Harry felt as though his head had been split in two. Eyes streaming, he swayed,
trying to focus on the street to spot the source of the noise, but he had barely
staggered upright when two large purple hands reached through the open window
and closed tightly around his throat.
'Put - it - away!' Uncle Vernon snarled into Harry's ear. 'Now.' Before -
anyone - sees!'
'Get - off - me!' Harry gasped. For a few seconds they struggled, Harry pulling
at his uncles sausage-like fingers with his left hand, his right maintaining
a firm grip on his raised wand; then, as the pain in the top of Harry's head
gave a particularly nasty throb, Uncle Vernon yelped and released Harry as though
he had received an electric shock. Some invisible force seemed to have surged
through his nephew, making him impossible to hold.

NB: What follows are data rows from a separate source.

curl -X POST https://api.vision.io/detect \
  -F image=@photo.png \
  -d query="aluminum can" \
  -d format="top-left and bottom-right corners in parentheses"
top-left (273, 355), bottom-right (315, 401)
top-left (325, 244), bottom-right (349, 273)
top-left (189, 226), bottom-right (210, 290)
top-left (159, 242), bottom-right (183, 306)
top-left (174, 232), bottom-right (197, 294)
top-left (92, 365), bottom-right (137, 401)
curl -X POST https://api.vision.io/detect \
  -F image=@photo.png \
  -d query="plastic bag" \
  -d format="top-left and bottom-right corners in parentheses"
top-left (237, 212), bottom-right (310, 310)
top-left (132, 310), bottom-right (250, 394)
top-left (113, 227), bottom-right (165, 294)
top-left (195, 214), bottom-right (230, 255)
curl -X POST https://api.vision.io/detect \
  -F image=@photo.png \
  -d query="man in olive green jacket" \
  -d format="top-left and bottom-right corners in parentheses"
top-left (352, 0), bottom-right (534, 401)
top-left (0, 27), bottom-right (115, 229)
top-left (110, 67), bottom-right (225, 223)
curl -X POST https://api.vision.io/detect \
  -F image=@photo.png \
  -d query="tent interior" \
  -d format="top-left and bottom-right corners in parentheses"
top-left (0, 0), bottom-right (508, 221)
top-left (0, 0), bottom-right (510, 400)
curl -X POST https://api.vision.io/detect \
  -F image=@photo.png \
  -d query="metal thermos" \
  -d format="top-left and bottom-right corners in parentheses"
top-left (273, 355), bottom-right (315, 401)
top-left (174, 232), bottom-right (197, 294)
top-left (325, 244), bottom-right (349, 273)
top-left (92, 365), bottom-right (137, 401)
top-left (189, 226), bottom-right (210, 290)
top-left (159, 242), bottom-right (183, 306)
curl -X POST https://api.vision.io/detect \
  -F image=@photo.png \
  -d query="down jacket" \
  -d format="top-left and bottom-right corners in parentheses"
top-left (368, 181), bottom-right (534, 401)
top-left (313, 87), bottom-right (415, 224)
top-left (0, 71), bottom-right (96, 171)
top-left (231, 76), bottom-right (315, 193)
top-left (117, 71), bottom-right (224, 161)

Panting, Harry fell forwards over the hydrangea bush, straightened up and
stared around. There was no sign of what had caused the loud cracking noise,
but there were several faces peering through various nearby windows. Harry stuffed
his wand hastily back into his jeans and tried to look innocent.
'Lovely evening!' shouted Uncle Vernon, waving at Mrs Number Seven opposite,
who was glaring from behind her net curtains. 'Did you hear that car backfire
just now? Gave Petunia and me quite a turn!'
He continued to grin in a horrible, manic way until all the curious neighbours
had disappeared from their various windows, then the grin became a grimace of
rage as he beckoned Harry back towards him.
Harry moved a few steps closer, taking care to stop just short of the point
at which Uncle Vernon's outstretched hands could resume their strangling.
'What the devil do you mean by it, boy?' asked Uncle Vernon in a croaky voice
that trembled with fury.
'What do I mean by what?' said Harry coldly. He kept looking left and right
up the street, still hoping to see the person who had made the cracking noise.
'Making a racket like a starting pistol right outside our -
'I didn't make that noise,' said Harry firmly.
Aunt Petunia's thin, horsy face now appeared beside Uncle Vernon's wide,
purple one. She looked livid.
'Why were you lurking under our window?'
'Yes - yes, good point, Petunia! What were you doing under our window, boy?'
'Listening to the news,' said Harry in a resigned voice.
His aunt and uncle exchanged looks of outrage.
'Listening to the news! Again?'
'Well, it changes every day, you see,' said Harry.
'Don't you be clever with me, boy! I want to know what you're really up to
- and don't give me any more of this listening to the news tosh! You know perfectly
well that your lot -
'Careful, Vernon!' breathed Aunt Petunia, and Uncle Vernon lowered his voice
so that Harry could barely hear him,'- that your lot don't get on our news!'
'That's all you know,' said Harry.
The Dursleys goggled at him for a few seconds, then Aunt Petunia said, 'You're
a nasty little liar. What are all those -' she, too, lowered her voice so that
Harry had to lip-read the next word, - owls doing if they're not bringing you
'Aha!' said Uncle Vernon in a triumphant whisper. 'Get out of that one, boy!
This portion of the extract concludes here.